Dive Brief:
- Students must be taught to be assertive without being unkind or overly aggressive, Kristin Stuart Valdes, the senior program manager at Morningside Center for Teaching Social Responsibility, writes for Edutopia.
- She notes that this is particularly difficult to do in a culture where putting people down is used for comedic effect in popular media and bullying easily occurs online.
- To teach assertiveness, she writes that educators should emphasize how to use the "nice no," set boundaries, ask for additional time to consider options, state your needs, use "I feel" messages and know how to appropriately respond to aggression.
Dive Insight:
One of the goals of social-emotional learning (SEL) is to teach students to engage in respectful discourse in an effort to disrupt the trend in recent years of people opting to shout each other down during public debate. Teaching assertiveness is a strong foundation to build those efforts on. Beyond that, it's paramount to other SEL skills like empathy and cooperation.

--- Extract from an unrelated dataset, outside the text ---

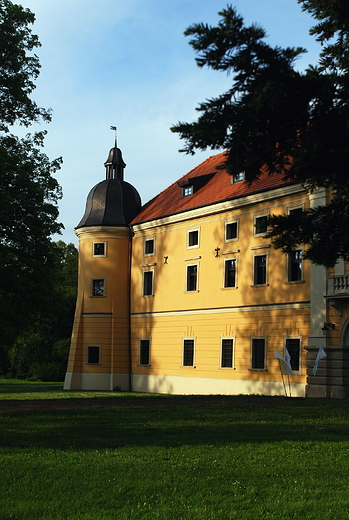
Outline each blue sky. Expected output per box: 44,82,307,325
21,0,319,244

It's a skill that can also be further incorporated into disciplinary practices, like restorative justice, and it's easily modeled to students through interactions between adults within the school building. Beyond that, educators can also track down appropriate clips from TV shows that model the wrong ways to interact, guiding students through exercises to explain how the interactions on display could have been adjusted to be more effective for those involved.